Tax season is coming to an end so that means that I don't have to spend so much time in front of the computer with my head buried and nose to the grindstone. I am going back to my old work routine and more fun time spent with the kids. I just hope that the weather changes here soon so that we can get out and enjoy some time together. I feel lucky that the weather has been awful lately as I have been stuck inside working. So I haven't felt like I have missed much.

I took the kids to Northland Village to see "Miss Spider's Sunny Patch". What and experince that was. It felt that there were millions of peole crammed into a couple of square feet of space. But the kids loved it and had fun dancing and singing with Miss Spider. So I guess every once in a while it's worth my discomfort be give them an experience like that.

I was thinking of taking Lolo to Thomas who is rolling into Heritage Park on my birthday, but it is just too much money and I don't even know if that price gets you into the park. And really they don't get much for the money that parents are expected to dole out for this experience. I guess he won't care cause I am not telling him.

My birthday is coming up and I still have no idea what Sean is going to do or IF he is doing anything at all.
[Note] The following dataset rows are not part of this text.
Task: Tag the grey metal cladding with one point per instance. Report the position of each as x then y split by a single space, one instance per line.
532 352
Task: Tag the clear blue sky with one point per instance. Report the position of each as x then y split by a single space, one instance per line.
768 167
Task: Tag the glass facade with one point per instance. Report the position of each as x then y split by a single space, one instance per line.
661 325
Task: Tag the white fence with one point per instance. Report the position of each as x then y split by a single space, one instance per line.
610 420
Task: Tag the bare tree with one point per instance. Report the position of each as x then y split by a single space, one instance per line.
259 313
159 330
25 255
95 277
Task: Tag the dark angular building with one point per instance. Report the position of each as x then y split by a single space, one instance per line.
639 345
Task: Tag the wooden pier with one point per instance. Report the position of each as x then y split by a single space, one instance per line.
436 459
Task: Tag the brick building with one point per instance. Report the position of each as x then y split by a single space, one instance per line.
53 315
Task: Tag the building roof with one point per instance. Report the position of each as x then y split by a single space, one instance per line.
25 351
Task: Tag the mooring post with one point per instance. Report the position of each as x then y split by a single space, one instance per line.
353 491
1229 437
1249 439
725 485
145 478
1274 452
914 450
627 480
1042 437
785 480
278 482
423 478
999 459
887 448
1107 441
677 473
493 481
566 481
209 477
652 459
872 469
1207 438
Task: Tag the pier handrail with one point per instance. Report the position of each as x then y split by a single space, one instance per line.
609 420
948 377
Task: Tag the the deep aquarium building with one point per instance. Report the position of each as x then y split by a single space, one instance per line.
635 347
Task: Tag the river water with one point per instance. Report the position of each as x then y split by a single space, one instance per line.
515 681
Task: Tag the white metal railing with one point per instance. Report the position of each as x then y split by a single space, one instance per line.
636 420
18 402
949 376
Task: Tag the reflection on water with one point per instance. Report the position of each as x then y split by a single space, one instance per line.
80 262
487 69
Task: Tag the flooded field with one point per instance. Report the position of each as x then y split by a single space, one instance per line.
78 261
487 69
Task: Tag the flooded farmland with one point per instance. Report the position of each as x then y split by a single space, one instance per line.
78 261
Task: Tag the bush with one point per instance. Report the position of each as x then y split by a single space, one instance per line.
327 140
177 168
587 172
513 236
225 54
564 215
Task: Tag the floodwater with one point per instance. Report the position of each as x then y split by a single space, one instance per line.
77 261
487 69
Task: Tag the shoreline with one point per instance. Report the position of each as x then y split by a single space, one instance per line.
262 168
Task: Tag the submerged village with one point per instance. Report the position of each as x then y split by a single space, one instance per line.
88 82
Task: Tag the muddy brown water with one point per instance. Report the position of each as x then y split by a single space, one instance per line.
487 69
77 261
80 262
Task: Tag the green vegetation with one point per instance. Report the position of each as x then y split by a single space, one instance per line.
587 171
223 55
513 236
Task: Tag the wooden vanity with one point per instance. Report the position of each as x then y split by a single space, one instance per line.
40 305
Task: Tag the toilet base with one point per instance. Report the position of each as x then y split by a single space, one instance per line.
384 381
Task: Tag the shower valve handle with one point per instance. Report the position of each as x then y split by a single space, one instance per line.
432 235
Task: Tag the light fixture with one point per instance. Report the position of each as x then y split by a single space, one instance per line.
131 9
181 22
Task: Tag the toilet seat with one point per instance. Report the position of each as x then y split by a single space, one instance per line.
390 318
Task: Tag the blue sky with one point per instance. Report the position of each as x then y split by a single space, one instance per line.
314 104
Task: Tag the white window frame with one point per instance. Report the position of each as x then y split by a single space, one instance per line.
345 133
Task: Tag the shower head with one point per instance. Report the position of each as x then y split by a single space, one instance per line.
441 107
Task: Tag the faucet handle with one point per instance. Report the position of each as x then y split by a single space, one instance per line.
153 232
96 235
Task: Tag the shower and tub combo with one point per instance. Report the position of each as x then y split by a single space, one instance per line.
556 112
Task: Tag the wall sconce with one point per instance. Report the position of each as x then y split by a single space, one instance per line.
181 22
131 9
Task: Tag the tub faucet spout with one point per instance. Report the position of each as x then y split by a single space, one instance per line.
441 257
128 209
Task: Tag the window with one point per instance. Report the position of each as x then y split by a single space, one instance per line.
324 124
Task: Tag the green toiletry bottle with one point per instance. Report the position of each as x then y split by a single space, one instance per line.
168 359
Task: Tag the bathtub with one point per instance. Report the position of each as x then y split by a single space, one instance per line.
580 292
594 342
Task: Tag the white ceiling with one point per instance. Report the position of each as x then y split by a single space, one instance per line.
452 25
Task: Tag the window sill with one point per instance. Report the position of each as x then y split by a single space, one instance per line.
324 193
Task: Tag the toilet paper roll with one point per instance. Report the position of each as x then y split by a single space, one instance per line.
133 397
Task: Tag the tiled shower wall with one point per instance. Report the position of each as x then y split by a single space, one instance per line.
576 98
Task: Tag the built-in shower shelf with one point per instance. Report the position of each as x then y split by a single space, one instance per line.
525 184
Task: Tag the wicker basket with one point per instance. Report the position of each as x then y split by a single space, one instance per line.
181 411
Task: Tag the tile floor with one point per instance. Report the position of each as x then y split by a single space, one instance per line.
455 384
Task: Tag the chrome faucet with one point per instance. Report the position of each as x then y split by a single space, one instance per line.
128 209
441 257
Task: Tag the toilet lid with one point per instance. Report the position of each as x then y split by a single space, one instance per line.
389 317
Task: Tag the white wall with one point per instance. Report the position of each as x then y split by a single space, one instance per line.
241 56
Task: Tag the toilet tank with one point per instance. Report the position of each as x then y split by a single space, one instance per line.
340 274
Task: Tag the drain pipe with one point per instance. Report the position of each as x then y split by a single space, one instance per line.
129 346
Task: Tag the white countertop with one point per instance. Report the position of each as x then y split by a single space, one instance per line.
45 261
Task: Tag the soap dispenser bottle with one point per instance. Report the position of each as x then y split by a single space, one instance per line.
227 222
Sean is going to be in school here again May 4 for another couple of months. So I am stressed to the max about money as there will be none for 2 months. Well there is EI..but that really doesn't count.

Thursday, April 16, 2009

Rumours

I know a little about them and the effect that they have on people.

Six years ago when I started dating Sean....well let me start farther back. In High School, Sean had this one friend and the 2 of them were pretty inseperable. Now let's fast forward a few years, this friend got married and the twosome became a threesome. All of a sudden things change...normal right? One would think. This couple tried to keep Sean down..ok that's my opinion, but judging from what they did I would say this is a valid opinion.

Ok back to 6 years ago, Sean and I started dating and this couple started spreading rumours about me and how I was doing all these things to Sean and was stopping him from having a relationship with his daughter. Well, Sean didn't listen to them and asked me to marry him, the rumours then got worse and all of a sudden I was no good for him and he should call off his wedding because I was wrecking his relationship with his daughter. According to this couple (now remember they were good "friends" and I thought one was a friend of mine)I had forced him (now if you know Sean you know how riduculous that is since no one can force him to do anything)to do a bunch of things (I won't go into detail as that is not my point in this post).
The wedding day came closer and these "friends" choose to be somewhere else then at the wedding of a very good friend. Which was fine by me since after all that was said about me I really didn't want them there anyway. But it wasn't just about me it was about Sean too and he wanted them there, so for him I was upset by that.
Their friendship was never the same after that and then all of a sudden it seemed to end I never knew why at the time, and have since come to find out (from Sean) why it ended. I won't go into detail about it but the couple started spreading rumours about Sean and something that he supposedly did, but like I said if you KNOW Sean you would know how outrageous that accusation is.
Now my point is that the talk has since died down, but the effect that it has had on Sean is long lasting. He still is upset about it today and I know that he wishes that it never happened. But since we can't go back in time we have to live with the far reaching effects of such hurtful talk.
This action has not just hurt one friendship, it has ended a few others because these other "friends" choose to believe this other "friend" instead of having the nerve to go to Sean and find out what really happened form his mouth and not the rumours that were going around.

Now to the real point of all that....I have an old friend who is going thru something right now. I don't know much of the details, but it is not my place to judge or say things out of turn. If I were to have any questions about what is going on then my responsibility is to ask her about it and not listen to what is being said by other. Isn't that what friendship is all about anyway...being responsible for our actions and not saying things that hurt and destroy?
Rumours hurt and destroy friendships and no matter what people do later, you may just not be able to repair that damage.